[ Instrument R&D of Instrument Network ] There are many problems in geodetic research. Particle swarm optimization is a search-based stochastic optimization method based on population, which is used to solve the optimal solution of single/multi-objective problems. Due to the advantages of strong robustness, fast convergence speed, and few adjustable parameters, particle swarm optimization has attracted the attention of researchers in different fields in recent years. However, the existing particle swarm optimization algorithm has the defects of insufficient population diversity, premature convergence and easy to fall into local optimality. When the optimization problem has a large number of local optimal values ​​or the dimension is high and inseparable, the solution effect is poor.
Recently, the application group of geodetic new technology application of the Institute of Precision Measurement Science and Technology Innovation, Chinese Academy of Sciences has made progress in the research of particle swarm optimization algorithms in swarm intelligence optimization. The study first proposed that the overall population be divided into two heterogeneous subgroups (comprehensive learning strategy subgroup and dynamic multi-group subgroup), in which comprehensive learning strategy subgroup is mainly responsible for development, and dynamic multi-group subgroup is mainly responsible for exploration; second, Classify the search capabilities of multiple dynamic subgroups, and construct a new adaptive nonlinear decreasing decreasing inertia weight based on the classification results. Finally, two mutation operators (non-uniform mutation and Gaussian mutation) are introduced to improve the locality of the algorithm Seeking the best ability.
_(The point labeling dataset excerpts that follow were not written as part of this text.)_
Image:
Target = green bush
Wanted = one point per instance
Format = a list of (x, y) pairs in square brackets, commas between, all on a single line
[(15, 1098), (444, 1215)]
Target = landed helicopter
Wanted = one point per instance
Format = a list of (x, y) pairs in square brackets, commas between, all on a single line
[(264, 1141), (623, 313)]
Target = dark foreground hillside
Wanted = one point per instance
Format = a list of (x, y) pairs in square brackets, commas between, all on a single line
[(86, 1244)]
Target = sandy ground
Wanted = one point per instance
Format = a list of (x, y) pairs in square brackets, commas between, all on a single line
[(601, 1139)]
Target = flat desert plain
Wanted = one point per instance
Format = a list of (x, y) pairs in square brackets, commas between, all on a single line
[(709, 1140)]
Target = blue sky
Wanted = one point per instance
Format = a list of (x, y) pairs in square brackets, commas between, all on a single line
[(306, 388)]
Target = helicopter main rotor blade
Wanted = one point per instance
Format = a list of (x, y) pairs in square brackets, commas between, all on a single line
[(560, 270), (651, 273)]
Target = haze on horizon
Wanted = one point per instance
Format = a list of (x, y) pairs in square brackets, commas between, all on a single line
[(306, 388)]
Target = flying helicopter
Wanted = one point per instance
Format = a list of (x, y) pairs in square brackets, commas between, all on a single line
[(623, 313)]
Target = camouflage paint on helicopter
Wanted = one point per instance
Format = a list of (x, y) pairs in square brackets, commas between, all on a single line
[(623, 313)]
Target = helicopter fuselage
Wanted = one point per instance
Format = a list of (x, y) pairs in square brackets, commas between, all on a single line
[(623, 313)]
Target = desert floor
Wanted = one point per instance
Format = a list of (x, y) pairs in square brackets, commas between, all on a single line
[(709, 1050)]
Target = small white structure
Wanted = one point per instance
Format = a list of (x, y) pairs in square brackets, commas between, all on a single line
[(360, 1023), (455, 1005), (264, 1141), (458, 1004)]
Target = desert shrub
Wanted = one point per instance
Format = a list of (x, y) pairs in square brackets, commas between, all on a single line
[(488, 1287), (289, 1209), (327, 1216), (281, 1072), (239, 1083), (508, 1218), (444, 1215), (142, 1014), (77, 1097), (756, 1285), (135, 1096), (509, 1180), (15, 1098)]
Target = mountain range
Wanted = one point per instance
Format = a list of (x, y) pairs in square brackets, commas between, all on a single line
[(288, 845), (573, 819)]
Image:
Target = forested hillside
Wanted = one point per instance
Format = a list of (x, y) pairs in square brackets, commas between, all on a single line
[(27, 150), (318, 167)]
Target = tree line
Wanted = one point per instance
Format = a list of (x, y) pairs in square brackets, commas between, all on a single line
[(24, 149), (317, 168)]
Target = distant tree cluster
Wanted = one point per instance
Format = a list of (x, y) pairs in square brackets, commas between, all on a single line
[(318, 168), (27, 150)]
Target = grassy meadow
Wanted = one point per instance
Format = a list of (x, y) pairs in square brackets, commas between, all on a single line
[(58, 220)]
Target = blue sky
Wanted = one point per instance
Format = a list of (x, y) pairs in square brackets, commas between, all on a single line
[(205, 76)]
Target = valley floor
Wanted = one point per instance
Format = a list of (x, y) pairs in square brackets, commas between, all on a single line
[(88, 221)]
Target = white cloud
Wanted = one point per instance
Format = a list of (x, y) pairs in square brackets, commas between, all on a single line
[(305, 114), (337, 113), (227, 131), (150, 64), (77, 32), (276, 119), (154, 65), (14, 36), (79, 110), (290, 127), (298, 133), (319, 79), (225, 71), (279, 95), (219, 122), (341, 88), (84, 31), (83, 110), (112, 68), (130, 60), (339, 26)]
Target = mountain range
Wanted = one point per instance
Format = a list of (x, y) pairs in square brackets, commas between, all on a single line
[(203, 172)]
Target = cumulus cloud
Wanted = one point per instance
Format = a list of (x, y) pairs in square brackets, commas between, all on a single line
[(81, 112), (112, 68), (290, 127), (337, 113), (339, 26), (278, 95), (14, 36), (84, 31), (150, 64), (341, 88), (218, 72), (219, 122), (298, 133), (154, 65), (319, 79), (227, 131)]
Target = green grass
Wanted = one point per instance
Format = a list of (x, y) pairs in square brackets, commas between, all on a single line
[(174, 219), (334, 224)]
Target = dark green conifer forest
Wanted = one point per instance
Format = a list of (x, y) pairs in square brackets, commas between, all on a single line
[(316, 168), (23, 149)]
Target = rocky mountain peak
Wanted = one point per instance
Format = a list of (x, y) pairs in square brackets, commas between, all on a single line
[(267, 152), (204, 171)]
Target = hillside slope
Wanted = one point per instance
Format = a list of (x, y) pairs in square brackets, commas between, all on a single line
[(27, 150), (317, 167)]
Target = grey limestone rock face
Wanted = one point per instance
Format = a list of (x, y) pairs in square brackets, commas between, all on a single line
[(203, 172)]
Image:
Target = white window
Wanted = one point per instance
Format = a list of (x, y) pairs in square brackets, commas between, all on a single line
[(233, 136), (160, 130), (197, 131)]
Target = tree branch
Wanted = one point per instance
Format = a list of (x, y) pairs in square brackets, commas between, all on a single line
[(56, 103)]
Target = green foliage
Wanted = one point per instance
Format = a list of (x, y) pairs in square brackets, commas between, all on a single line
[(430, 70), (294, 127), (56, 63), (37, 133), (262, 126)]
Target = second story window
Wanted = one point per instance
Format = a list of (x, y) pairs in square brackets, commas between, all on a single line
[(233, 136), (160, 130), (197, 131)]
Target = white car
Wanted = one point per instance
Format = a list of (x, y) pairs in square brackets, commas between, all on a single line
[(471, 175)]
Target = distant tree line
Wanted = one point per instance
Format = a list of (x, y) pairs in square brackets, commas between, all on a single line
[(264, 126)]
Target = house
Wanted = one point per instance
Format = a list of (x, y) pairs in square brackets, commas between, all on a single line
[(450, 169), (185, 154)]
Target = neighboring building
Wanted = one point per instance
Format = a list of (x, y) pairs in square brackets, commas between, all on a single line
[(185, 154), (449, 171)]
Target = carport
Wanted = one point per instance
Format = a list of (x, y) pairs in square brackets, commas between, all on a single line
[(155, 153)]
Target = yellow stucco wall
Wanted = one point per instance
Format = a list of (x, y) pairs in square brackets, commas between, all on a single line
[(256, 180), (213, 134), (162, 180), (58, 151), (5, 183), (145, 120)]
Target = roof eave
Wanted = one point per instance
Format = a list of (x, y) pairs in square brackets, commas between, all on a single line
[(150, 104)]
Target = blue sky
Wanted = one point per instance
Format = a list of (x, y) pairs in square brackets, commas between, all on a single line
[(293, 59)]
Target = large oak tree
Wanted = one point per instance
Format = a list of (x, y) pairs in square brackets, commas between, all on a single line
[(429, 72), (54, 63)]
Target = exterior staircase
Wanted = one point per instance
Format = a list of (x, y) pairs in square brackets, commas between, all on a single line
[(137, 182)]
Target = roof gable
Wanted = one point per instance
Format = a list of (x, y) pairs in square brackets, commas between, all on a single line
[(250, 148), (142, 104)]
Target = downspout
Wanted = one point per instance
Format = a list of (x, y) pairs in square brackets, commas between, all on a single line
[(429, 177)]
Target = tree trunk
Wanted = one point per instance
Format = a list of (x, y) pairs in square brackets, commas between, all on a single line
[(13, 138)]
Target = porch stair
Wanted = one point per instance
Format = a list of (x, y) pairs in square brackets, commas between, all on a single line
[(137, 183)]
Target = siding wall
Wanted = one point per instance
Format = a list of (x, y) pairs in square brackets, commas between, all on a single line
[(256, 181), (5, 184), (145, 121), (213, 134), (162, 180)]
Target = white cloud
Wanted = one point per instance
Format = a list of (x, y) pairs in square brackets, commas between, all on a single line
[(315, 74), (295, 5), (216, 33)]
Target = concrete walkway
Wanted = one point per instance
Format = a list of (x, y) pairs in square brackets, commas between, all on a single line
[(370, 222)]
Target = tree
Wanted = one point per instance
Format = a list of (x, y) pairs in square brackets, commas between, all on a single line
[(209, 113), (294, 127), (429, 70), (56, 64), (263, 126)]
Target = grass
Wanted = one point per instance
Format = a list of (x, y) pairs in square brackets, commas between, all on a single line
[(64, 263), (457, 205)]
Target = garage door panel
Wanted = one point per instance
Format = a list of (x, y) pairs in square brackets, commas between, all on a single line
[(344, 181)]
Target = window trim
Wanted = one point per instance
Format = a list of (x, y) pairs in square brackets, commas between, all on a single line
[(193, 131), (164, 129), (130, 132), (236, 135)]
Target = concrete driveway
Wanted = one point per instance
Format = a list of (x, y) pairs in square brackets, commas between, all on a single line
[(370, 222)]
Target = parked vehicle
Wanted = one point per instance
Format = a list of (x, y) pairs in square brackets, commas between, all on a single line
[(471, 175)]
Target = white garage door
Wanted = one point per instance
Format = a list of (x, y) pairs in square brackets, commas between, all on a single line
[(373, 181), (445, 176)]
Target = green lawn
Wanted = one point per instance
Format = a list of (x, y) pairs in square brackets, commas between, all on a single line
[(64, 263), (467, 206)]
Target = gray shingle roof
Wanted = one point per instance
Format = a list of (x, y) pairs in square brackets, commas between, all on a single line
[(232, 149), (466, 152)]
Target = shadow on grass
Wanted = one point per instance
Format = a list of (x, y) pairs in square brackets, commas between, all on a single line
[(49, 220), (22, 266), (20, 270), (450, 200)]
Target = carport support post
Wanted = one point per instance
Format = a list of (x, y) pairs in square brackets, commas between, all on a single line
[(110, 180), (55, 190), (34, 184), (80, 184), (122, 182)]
The research team evaluated the performance of the proposed HCLDMS-PSO algorithm through two international standard optimization problem test sets (CEC2005 and CEC2017) and an actual wireless sensor network coverage optimization application problem, and compared it with the 8 international advanced The particle swarm algorithm variant is compared with other 11 species intelligent optimization algorithms. The results show that the new algorithm effectively improves the convergence speed, optimization accuracy and reliability on most optimization problems. The intelligent optimization algorithm is expected to be applied in the fields of mobile 5G positioning, intelligent driving, and image matching positioning.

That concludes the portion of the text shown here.